Auch Ziffer 3. des Bescheides des Beklagten vom 15. Januar 2015 erweist sich auf der Grundlage von Art. 54 Abs. 1 VO (EG) Nr. 882/2004 als rechtmäßig. Auf die zutreffende Begründung des Bescheides, denen die Kammer folgt, wird Bezug genommen, § 117 Abs. 5 VwGO. Anhaltspunkte, aus denen sich die Unverhältnismäßigkeit der Anordnungen, alle noch vorhandenen Etiketten zu sperren und zu entsorgen sowie das neue Etikett dem Fachdienst des Beklagten vorzulegen, ergibt, sind nicht ersichtlich und von der Klägerin auch nicht nachvollziehbar dargelegt. Die Klägerin hat lediglich pauschal geltend gemacht, dass ihr durch die Anordnung Kosten entstanden seien, ohne diese näher zu beziffern oder überhaupt danach zu differenzieren, dass allein der Neudruck von Etiketten sowie die Entsorgung der noch nicht verbrauchten alten Etiketten gefordert waren. Nicht verlangt war dagegen das Umetikettieren bereits verkaufsfertiger Lagerware oder gar der Rückruf von bereits im Einzelhandel befindlichen Flaschen.

Die Festsetzung von Verwaltungskosten in Höhe von 104,00 EUR findet ihre Rechtsgrundlage in §§ 1, 3, 5, 9 NVwKostG i. V. m. Ziffer VI.1.20.2 und Ziffer XIX.1 der Anlage zu § 1 GOVV.

Die Kostenentscheidung beruht auf § 155 Abs. 1 Satz 1 VwGO. Die Entscheidung über die vorläufige Vollstreckbarkeit folgt aus § 167 VwGO i. V. m. §§ 708 Nr. 11, 711 ZPO.

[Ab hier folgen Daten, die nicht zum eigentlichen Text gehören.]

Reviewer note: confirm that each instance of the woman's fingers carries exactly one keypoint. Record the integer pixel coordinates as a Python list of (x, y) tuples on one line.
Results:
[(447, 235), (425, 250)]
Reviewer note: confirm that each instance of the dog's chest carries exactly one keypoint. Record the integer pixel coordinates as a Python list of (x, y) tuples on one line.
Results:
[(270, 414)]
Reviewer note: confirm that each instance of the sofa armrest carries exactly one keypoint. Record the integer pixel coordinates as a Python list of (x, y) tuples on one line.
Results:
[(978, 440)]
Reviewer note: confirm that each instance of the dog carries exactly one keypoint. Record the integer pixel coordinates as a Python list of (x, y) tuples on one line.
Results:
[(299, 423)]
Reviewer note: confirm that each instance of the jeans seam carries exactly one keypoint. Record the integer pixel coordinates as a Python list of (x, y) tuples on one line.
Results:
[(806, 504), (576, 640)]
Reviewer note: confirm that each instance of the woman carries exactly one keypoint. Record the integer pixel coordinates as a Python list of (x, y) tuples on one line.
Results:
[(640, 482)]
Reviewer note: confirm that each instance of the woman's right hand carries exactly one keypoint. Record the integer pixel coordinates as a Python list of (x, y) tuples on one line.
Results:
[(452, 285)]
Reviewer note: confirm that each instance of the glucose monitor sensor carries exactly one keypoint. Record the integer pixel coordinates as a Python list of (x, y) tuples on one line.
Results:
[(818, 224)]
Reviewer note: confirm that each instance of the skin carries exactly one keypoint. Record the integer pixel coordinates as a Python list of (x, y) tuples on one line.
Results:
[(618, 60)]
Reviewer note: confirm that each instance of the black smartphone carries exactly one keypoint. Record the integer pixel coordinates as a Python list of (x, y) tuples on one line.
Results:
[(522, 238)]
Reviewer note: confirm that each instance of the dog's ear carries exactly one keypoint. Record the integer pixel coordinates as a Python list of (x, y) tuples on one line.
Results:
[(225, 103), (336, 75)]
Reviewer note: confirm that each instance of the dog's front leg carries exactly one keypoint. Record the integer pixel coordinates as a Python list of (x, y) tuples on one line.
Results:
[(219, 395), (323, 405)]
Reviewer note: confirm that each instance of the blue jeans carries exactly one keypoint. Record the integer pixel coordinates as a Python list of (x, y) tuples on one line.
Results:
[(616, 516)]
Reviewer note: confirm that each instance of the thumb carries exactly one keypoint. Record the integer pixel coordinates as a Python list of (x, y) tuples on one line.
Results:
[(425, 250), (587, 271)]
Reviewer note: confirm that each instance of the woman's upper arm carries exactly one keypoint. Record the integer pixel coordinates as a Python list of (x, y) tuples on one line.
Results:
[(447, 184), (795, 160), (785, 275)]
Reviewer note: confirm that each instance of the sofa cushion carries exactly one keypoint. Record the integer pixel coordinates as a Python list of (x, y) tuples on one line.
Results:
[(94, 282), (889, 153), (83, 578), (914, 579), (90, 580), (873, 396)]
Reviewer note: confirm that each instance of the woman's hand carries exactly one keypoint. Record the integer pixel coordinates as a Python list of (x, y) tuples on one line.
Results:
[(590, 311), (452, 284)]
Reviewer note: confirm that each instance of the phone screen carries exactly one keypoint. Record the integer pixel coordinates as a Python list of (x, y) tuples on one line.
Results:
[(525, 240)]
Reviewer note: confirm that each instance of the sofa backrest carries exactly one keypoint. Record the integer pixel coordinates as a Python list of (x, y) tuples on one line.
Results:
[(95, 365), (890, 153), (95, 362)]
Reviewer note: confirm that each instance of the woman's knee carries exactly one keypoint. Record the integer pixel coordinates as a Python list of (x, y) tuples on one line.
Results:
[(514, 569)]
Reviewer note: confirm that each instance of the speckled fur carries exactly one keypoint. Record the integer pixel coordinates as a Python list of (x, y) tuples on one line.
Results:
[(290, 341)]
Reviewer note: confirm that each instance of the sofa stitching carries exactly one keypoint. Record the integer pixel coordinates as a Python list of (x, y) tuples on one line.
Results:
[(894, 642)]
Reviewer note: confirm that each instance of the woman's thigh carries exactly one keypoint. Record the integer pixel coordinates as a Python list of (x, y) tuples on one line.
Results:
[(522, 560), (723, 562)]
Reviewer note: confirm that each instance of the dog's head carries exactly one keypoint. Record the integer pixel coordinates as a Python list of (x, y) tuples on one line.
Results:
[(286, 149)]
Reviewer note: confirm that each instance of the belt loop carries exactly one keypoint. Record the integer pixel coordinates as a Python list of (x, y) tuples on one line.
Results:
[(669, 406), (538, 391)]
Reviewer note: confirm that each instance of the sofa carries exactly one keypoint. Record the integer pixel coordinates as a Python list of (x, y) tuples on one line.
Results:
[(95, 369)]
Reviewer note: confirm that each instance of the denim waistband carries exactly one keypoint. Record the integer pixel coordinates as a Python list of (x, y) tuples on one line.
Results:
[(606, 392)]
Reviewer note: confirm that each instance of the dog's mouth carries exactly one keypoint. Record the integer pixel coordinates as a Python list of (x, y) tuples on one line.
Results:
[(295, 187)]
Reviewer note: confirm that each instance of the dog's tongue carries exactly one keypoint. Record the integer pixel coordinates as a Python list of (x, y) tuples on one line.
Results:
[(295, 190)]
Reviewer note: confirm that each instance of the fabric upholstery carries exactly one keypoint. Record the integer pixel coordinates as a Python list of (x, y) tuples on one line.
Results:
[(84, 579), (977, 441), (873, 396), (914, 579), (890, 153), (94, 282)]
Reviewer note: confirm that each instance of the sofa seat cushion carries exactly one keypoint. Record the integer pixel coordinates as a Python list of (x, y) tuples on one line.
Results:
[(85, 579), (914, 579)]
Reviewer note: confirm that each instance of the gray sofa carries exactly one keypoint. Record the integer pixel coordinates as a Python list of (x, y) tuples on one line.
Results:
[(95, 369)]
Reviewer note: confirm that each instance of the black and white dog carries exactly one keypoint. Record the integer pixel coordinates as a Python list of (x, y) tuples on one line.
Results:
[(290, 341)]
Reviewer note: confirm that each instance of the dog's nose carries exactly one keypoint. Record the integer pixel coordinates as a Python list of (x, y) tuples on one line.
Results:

Der Antrag auf Zulassung der Sprungrevision war abzulehnen. Gründe für die Zulassung der Sprungrevision gemäß § 134 Abs. 2 Satz 1 i. V. m. § 132 Abs. 2 Nr. 1 oder 2 VwGO oder die Zulassung der Berufung gemäß § 124 a Abs. 1 i. V. m. § 124 Abs. 2 Nr. 3 oder 4 VwGO durch das Verwaltungsgericht oder liegen nicht vor.

Es kann hier dahinstehen, ob die Zulassung der Sprungrevision überhaupt noch zulässig ist, nachdem der Beklagtenvertreter bereits im Termin zur mündlichen Verhandlung zu Protokoll erklärt hat, dass der Einlegung der Sprungrevision nicht zugestimmt wird. Jedenfalls kommt den vorliegend entscheidungserheblichen Fragen eine grundsätzliche Bedeutung nicht zu. Sie sind nicht als klärungsbedürftig im Rahmen eines Revisionsverfahrens anzusehen, da sie durch einfache Auslegung der anzuwendenden Vorschriften zu beantworten sind. Soweit die Klägerin darüber hinaus im Schriftsatz vom 12. Oktober 2015 Rechtsfragen konkret aufwirft, deren Beantwortung sie im allgemeinen Interesse für erforderlich hält, fehlt es an der erforderlichen Entscheidungserheblichkeit.